We want to be careful here. There are interesting and unsolved problems in the unikernel GPU world — PCIe access from a unikernel running on QEMU is meaningfully different from PCIe access from a unikernel running on bare metal, and bare-metal access to a real NVIDIA GPU brings its own driver and firmware questions. Phase 3 is an ambitious phase. We expect to revise the design document several times as we hit the actual hardware.

Phase 4: vLLM-derived optimizations

The fourth phase is the throughput phase. vLLM is the production reference for high-throughput transformer serving, and it earns that reputation through specific implementation choices: PagedAttention for KV cache, continuous batching for request scheduling, tensor parallelism for cross-GPU sharding, and a deep set of CUDA-level optimizations for the math kernels.

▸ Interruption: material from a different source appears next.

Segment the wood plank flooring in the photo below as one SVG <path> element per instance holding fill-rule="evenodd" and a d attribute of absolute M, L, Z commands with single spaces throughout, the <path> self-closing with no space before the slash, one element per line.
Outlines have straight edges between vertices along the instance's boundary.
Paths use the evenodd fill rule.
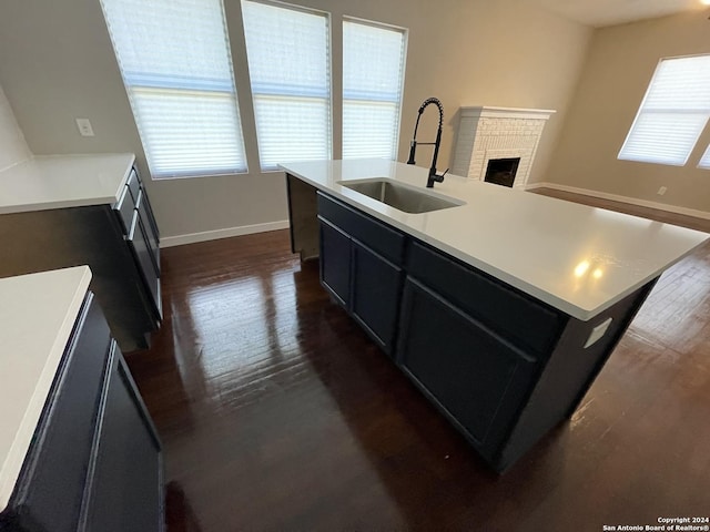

Not all of those translate cleanly into the cllm context. PagedAttention assumes a memory allocator with virtual-page semantics; cllm’s heap is flat. Tensor parallelism assumes multiple GPUs and a fabric between them; cllm does not yet have a story for either. Continuous batching, on the other hand, is mostly a scheduler change — and a scheduler in cllm is just a piece of the main loop we have not written yet.

The fourth-phase commitment is therefore narrower than “port vLLM.” It is “identify which vLLM optimizations are tractable in the cllm context, and bring those into the bare-metal inference path.” Continuous batching is the first candidate. Speculative decoding is the second. Kernel fusion for the small set of operators that dominate the inference time is the third.

We will publish phase 4 numbers when there are phase 4 numbers. Until then, the right way to read the roadmap is: phase 1 ships, phase 2 is in active design, phase 3 is sketched, phase 4 is a stated direction.

What is honest about each phase

Every roadmap is a promise. We want ours to be readable as a promise.

Phase 1 is shipped. The kernel boots. The HTTP server answers requests. The v1 endpoints route to handlers. The handlers return stubs.

Phase 2 is in design. The integration plan is documented. No model has been inferred end-to-end in cllm yet.

Phase 3 is sketched. The CUDA backend design exists; no GPU has been touched by cllm code yet.

Phase 4 is a direction. The vLLM playbook is well understood; the porting work is ahead of us.

If you read the README and the specification and arrive at “the kernel works; the inference engine does not yet” — you have read it correctly. The whole project is at github.com/cognisoc/cllm. The documentation is at docs.cognisoc.com/cllm. The roadmap is real and we will report against it.